Dans un contexte économique en perpétuel changement, les épargnants français adoptent des stratégies financières mesurées afin de maximiser leurs investissements. En novembre dernier, bien que l’on ait observé une légère contraction des encours sur certains livrets réglementés, le taux d’épargne des ménages est demeuré remarquablement stable, reflétant un transfert de capitaux vers des placements alternatifs, en particulier l’assurance vie. Ce comportement est particulièrement pertinent dans une époque où les rendements traditionnels s’affaiblissent, incitant les épargnants à rechercher des options plus profitables, rapporte TopTribune.

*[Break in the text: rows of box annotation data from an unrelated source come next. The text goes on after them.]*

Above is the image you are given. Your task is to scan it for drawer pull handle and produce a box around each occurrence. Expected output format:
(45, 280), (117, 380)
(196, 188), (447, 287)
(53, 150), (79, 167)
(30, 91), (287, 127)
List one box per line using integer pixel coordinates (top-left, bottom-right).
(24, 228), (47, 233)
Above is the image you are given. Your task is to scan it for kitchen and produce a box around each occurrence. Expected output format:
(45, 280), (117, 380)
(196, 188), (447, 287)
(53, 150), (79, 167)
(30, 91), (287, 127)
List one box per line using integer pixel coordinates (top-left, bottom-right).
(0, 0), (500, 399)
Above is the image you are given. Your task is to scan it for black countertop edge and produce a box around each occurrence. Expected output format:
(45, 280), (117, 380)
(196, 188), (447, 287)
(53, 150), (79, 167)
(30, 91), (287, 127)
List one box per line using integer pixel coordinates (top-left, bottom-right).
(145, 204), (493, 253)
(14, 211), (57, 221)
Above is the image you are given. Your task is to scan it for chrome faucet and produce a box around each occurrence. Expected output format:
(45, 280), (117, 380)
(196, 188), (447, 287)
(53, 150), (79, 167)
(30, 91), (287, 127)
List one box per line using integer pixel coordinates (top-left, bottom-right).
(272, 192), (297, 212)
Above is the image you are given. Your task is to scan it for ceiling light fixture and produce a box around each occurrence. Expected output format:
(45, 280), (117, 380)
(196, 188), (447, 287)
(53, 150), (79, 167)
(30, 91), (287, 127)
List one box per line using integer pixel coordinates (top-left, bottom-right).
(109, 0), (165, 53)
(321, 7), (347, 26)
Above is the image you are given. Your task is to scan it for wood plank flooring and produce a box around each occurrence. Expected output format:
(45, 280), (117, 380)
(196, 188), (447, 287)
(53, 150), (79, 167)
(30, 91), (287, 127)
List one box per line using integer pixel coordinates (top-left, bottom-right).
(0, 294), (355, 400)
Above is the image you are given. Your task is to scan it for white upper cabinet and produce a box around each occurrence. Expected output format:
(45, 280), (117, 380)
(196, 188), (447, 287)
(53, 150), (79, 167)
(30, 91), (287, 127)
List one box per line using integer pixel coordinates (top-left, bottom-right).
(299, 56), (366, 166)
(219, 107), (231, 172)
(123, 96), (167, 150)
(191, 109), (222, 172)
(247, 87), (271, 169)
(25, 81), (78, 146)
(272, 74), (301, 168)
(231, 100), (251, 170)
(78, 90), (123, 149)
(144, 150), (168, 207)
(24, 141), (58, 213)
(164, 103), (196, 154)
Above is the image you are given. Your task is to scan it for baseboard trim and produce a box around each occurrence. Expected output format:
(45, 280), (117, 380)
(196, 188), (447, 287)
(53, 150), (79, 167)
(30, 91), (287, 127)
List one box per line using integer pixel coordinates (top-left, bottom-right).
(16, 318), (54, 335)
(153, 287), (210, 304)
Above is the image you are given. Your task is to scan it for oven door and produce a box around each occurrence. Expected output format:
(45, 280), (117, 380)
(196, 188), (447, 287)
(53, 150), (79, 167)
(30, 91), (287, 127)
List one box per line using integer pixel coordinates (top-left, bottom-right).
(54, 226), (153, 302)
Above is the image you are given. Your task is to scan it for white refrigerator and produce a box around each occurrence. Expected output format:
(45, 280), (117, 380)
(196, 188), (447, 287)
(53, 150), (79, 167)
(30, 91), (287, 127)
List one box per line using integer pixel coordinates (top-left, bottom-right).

Un recul des livrets réglementés
Les livrets réglementés tels que le Livret A, le LDDS (Livret de Développement Durable et Solidaire) et le LEP (Livret d’Épargne Populaire) conservent leur attrait auprès des Français. Néanmoins, les encours de ces produits ont connu une stagnation en novembre. D’après les analyses de Le Parisien, le taux d’intérêt du Livret A a subi une réduction de 800 millions d’euros, pour s’établir à 438,9 milliards d’euros. De manière similaire, le LDDS a chuté de 300 millions d’euros, atteignant 161,8 milliards d’euros.
À l’inverse, le LEP a connu une progression, avec une augmentation de 200 millions d’euros, pour atteindre un total de 80,9 milliards d’euros. Ce livret, réservé aux ménages dont les ressources ne dépassent pas un certain seuil, propose également un taux d’intérêt attractif de 2,7 %. Ces fluctuations illustrent comment les divers profils d’épargnants peuvent influencer les valeurs des produits d’épargne en fonction de leurs nécessités.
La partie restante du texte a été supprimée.